First things first, I can not change the output of the xml, it is being produced by a third party. They are inserting invalid characters in the the xml. I am given a InputStream of the byte stream representation of the xml. Is their a cleaner way to filter out the offending characters besides consuming the stream into a String and processing it? I found this: using a FilterReader but that doesn't work for me as I have a byte stream and not a character stream.
For what it's worth this is all part of a jaxb unmarshalling procedure, just in case that offers options.
We aren't willing to toss the whole stream if it has bad characters. We have decided to remove them and carry on.
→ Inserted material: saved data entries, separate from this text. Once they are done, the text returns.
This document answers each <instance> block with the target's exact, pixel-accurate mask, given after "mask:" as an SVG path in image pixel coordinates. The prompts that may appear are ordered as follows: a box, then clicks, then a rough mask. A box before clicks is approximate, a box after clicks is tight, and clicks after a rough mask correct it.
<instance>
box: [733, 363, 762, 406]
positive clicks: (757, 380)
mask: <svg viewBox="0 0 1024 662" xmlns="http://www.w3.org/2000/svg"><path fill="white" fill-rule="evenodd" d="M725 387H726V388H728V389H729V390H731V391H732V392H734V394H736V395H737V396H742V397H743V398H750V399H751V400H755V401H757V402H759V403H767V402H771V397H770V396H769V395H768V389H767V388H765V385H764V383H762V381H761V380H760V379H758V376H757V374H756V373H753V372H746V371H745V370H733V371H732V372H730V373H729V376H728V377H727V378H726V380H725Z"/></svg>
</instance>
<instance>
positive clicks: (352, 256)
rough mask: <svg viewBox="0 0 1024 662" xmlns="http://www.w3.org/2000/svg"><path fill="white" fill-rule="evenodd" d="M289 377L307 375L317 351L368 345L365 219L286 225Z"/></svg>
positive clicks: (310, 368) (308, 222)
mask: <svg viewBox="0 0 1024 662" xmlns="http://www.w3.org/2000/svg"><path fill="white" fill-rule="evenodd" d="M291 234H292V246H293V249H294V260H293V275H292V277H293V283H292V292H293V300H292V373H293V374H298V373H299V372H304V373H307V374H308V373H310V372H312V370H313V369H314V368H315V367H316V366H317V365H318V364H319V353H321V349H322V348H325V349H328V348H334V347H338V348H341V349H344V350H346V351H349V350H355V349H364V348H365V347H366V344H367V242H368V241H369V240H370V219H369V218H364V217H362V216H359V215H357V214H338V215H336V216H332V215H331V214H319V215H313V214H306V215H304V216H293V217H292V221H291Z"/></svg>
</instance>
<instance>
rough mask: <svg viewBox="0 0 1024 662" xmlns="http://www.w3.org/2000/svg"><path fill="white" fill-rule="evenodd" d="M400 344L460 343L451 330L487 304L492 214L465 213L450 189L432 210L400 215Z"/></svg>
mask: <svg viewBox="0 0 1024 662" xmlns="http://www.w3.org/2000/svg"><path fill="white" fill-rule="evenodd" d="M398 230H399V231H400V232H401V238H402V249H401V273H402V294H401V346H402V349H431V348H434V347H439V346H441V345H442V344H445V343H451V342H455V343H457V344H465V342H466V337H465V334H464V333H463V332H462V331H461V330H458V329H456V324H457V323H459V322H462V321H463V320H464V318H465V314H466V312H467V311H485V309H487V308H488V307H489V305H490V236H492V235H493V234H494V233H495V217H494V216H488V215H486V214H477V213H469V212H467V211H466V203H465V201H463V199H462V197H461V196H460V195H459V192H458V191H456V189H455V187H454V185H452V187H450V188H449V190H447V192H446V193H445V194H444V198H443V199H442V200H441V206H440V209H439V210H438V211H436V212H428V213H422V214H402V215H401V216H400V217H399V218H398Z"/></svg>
Here is a FilterReader I tried to build.
public class InvalidXMLCharacterFilterReader extends FilterReader
{
private static final Log LOG = LogFactory
.getLog(InvalidXMLCharacterFilterReader.class);
public InvalidXMLCharacterFilterReader(Reader in)
{
super(in);
}
public int read() throws IOException {
char[] buf = new char[1];
int result = read(buf, 0, 1);
if (result == -1)
return -1;
else
return (int) buf[0];
}
public int read(char[] buf, int from, int len) throws IOException {
int count = 0;
while (count == 0) {
count = in.read(buf, from, len);
if (count == -1)
return -1;
int last = from;
for (int i = from; i < from + count; i++) {
LOG.debug("" + (char)buf[i]);
if(!isBadXMLChar(buf[i]))
{
buf[last++] = buf[i];
}
}
count = last - from;
}
return count;
}
private boolean isBadXMLChar(char c)
{
if ((c == 0x9) ||
(c == 0xA) ||
(c == 0xD) ||
((c >= 0x20) && (c <= 0xD7FF)) ||
((c >= 0xE000) && (c <= 0xFFFD)) ||
((c >= 0x10000) && (c <= 0x10FFFF)))
{
return false;
}
return true;
}
}
And here is how I am unmarshalling it:
jaxbContext = JAXBContext.newInstance(MyObj.class);
Unmarshaller unMarshaller = jaxbContext.createUnmarshaller();
Reader r = new InvalidXMLCharacterFilterReader(new BufferedReader(new InputStreamReader(is, "UTF-8")));
MyObj obj = (MyObj) unMarshaller.unmarshal(r);
and some example bad xml
<?xml version="1.0" encoding="UTF-8" ?>
<foo>
bar
</foo>